Virginia Tech researchers have proven that a single gene can convert female Aedes aegypti mosquitoes into fertile male mosquitoes and identified a gene needed for male mosquito flight.
Male mosquitoes do not bite and are unable to transmit pathogens to humans. Female mosquitoes, on the other hand, are able to bite.
Female Aedes aegypti mosquitoes require blood to produce eggs, making them the prime carriers of the pathogens that cause Zika and dengue fever in humans.
“The presence of a male-determining locus (M locus) establishes the male sex in Aedes aegypti and the M locus is only inherited by the male offspring, much like the human Y chromosome,” said Zhijian Tu, a professor in the Department of Biochemistry in the College of Agriculture and Life Sciences.
“By inserting Nix, a previously discovered male-determining gene in the M locus of Aedes aegypti, into a chromosomal region that can be inherited by females, we showed that Nix alone was sufficient to convert females to fertile males.

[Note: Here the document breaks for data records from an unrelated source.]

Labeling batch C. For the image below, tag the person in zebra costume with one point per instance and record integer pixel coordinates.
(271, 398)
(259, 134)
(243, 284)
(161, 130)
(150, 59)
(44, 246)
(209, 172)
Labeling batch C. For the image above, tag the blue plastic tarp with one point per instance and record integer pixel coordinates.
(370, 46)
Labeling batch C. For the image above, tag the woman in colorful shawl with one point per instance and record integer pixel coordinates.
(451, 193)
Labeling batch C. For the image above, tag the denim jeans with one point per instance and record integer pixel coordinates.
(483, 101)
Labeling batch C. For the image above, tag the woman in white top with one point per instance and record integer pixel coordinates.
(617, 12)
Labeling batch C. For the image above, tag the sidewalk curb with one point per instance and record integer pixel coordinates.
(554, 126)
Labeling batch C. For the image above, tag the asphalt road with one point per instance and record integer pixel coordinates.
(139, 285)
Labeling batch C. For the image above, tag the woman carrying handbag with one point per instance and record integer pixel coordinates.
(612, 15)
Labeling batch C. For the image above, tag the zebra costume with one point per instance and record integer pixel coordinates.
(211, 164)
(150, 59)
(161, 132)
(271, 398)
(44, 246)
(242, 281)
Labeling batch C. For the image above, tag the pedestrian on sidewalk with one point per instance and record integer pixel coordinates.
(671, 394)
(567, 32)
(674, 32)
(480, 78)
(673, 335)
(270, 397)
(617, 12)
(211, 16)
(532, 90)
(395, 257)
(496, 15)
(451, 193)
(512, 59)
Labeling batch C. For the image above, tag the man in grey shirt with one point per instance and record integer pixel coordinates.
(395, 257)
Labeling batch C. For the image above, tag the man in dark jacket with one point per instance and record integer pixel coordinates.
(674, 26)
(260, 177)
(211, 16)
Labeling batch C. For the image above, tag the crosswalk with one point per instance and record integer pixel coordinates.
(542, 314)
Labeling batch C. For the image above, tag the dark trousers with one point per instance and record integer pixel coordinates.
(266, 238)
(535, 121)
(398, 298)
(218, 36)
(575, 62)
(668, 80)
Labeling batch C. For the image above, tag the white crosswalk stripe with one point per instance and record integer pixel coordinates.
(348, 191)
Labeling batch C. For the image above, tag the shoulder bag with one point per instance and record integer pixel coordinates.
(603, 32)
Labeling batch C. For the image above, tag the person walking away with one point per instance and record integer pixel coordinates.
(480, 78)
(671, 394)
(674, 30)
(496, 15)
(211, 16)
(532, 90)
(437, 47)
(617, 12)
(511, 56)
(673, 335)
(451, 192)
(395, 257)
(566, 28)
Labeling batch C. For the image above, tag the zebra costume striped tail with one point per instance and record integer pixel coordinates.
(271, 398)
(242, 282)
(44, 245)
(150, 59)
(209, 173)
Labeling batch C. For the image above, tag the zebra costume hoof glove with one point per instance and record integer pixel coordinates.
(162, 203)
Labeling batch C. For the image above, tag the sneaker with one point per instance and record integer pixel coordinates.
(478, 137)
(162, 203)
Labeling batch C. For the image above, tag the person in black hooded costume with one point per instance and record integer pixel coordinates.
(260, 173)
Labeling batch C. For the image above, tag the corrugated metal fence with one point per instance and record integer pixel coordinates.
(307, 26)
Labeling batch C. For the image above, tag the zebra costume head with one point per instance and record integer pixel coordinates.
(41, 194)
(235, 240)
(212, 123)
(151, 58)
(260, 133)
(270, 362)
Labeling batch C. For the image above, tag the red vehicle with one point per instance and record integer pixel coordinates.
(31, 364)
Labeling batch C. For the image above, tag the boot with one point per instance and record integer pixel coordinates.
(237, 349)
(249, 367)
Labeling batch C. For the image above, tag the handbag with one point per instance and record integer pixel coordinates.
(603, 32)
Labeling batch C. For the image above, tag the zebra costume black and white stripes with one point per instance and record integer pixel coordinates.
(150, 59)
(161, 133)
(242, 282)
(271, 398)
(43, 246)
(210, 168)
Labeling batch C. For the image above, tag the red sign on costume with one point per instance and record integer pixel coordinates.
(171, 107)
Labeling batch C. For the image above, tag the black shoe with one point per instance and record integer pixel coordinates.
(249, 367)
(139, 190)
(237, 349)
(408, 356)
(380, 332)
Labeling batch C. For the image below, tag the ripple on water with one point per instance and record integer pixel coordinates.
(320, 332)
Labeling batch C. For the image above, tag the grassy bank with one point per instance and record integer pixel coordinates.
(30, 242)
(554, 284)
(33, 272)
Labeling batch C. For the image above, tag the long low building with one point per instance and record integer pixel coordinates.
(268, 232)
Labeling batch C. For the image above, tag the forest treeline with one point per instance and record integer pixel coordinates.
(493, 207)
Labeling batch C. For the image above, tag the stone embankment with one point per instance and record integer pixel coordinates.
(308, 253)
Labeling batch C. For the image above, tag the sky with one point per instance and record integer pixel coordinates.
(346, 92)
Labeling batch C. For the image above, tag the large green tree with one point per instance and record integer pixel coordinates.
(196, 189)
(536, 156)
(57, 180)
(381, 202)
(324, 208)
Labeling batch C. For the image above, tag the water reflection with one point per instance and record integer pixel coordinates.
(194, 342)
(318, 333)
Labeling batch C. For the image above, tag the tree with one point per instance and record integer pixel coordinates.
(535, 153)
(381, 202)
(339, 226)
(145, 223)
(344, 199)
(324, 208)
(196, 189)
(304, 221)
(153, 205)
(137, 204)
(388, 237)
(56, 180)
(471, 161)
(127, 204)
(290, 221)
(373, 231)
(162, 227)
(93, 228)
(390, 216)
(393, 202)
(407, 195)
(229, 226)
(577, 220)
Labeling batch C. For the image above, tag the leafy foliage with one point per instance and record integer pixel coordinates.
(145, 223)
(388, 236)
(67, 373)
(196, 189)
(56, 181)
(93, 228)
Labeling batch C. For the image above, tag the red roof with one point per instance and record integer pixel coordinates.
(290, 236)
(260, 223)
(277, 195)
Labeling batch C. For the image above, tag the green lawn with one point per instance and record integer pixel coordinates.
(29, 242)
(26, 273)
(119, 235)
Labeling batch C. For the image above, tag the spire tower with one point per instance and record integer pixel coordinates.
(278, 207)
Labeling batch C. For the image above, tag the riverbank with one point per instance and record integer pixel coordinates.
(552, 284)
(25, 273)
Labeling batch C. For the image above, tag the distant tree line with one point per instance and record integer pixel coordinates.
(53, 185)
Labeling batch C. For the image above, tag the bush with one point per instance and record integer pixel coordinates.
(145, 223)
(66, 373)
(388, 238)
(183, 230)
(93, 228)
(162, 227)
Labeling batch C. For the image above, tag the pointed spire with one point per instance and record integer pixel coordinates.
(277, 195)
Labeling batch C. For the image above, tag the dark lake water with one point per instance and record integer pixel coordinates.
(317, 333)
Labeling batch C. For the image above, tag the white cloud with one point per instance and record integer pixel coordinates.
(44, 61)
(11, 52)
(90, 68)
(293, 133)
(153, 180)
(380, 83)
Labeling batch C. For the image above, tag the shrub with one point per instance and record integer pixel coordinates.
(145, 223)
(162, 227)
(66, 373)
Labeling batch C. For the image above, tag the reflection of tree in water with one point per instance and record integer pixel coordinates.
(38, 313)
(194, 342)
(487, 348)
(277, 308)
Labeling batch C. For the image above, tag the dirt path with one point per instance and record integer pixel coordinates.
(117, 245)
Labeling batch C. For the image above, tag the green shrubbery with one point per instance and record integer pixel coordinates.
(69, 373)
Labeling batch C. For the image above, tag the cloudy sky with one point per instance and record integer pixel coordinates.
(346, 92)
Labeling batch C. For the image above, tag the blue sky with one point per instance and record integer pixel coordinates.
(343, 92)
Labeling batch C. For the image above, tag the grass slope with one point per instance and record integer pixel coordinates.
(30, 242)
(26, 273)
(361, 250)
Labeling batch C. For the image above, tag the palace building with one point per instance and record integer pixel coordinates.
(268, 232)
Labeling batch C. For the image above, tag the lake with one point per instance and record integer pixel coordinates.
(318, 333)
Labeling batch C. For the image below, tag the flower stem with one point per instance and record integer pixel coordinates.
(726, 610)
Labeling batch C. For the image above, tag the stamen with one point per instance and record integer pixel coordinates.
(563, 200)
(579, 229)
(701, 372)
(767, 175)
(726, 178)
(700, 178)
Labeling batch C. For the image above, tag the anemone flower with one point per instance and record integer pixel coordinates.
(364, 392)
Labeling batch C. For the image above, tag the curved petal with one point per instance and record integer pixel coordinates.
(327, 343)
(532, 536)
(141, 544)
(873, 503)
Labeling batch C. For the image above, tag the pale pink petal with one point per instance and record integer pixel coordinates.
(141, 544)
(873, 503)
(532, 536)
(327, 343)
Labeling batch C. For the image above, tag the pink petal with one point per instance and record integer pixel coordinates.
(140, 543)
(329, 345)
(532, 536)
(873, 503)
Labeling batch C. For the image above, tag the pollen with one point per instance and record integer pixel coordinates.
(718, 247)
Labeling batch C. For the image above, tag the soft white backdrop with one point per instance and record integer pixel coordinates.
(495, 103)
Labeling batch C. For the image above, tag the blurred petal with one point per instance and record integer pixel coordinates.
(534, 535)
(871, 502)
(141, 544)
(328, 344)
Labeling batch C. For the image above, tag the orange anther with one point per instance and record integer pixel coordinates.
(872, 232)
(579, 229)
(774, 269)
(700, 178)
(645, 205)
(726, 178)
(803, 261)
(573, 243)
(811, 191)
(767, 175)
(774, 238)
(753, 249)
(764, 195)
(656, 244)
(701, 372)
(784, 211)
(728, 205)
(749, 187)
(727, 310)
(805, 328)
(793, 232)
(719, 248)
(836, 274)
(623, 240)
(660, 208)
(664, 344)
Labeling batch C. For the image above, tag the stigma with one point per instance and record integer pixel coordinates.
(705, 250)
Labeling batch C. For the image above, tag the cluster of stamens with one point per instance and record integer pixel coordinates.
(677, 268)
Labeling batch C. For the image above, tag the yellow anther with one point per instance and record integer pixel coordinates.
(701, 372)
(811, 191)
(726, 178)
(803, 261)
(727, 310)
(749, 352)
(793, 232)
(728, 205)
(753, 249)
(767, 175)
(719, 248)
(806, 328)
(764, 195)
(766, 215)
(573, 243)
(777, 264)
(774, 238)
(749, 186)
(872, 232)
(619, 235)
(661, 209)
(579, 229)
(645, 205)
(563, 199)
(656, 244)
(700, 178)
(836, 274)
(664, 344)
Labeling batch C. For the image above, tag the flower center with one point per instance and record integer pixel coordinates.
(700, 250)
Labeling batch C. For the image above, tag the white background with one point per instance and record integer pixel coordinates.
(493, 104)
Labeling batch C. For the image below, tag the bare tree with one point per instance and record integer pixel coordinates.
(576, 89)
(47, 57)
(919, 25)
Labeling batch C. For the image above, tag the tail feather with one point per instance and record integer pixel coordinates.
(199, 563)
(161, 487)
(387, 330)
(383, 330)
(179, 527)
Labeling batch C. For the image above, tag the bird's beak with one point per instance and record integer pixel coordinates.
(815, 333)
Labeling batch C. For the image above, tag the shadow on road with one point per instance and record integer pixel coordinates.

This may have implications for developing future mosquito control techniques.”
These findings were published in the Proceedings of the National Academy of Sciences.
“We also discovered that a second gene, named myo-sex, was needed for male flight. This work sheds light into the molecular basis of the function of the M locus, which contains at least 30 genes,” said Azadeh Aryan, a research scientist in Tu’s lab and the first author on the paper.
Aryan and colleagues generated and characterized multiple transgenic mosquito lines that expressed an extra copy of the Nix gene under the control of its own promoter. Maria Sharakhova, an assistant professor of entomology in the College of Agriculture and Life Sciences, and Anastasia Naumencko, a former graduate research assistant, mapped the chromosomal insertion site of the extra copy of Nix.
The Virginia Tech team, in collaboration with Zach Adelman’s lab in the Department of Entomology at Texas A&M University and Chunhong Mao of the Biocomplexity Institute & Initiative at the University of Virginia, found that the Nix transgene alone, even without the M locus, was sufficient to convert females into males with male-specific sexually dimorphic features and male-like gene expression.
“Nix-mediated sex conversion was found to be highly penetrant and stable over many generations in the laboratory, meaning that these characteristics will be inherited for generations to come,” said Michelle Anderson, a former member of the Adelman and Tu labs and currently a senior research scientist at the Pirbright Institute in the United Kingdom.
Although the Nix gene was able to convert the females into males, the converted males could not fly as they did not inherit the myo-sex gene, which is also located in the M locus.
Knocking out myo-sex in wild-type males confirmed that the lack of myo-sex in the sex-converted males is the reason why they could not fly. Although flight is needed for mating, the sex-converted males were still able to father viable sex-converted progeny when presented with cold-anesthetized wild-type females.
“Nix has great potential for developing mosquito control strategies to reduce vector populations through female-to-male sex conversion, or to aid in the Sterile Insect Technique, which requires releasing only nonbiting males,” said James Biedler, a research scientist in the Tu lab.
Genetic methods that rely on mating to control mosquitoes target only one specific species. In this case, the Tu team is targeting Aedes aegypti, a species that invaded the Americas a few hundred years ago and poses a threat to humans.
However, more research is needed before potentially useful transgenic lines can be generated for initial testing in laboratory cages. “One of the challenges is to produce transgenic lines that convert females into fertile, flying male mosquitoes by inserting both the Nix and myo-sex genes into their genome together,” said Adelman.
As the Tu team looks to the near future, they wish to explore the mechanism by which the Nix gene activates the male developmental pathway. The team is also interested in learning about how it evolves within mosquito species of the same genus.
“We have found that the Nix gene is present in other Aedes mosquitoes. The question is: how did this gene and the sex-determining locus evolve in mosquitoes?” said Tu, who is also an affiliated faculty member of the Fralin Life Sciences Institute.
In addition to diving into the depths of the Nix gene in mosquitoes, researchers hope that these findings will inform future investigations into homomorphic sex chromosomes that are found in other insects, vertebrates, and plants.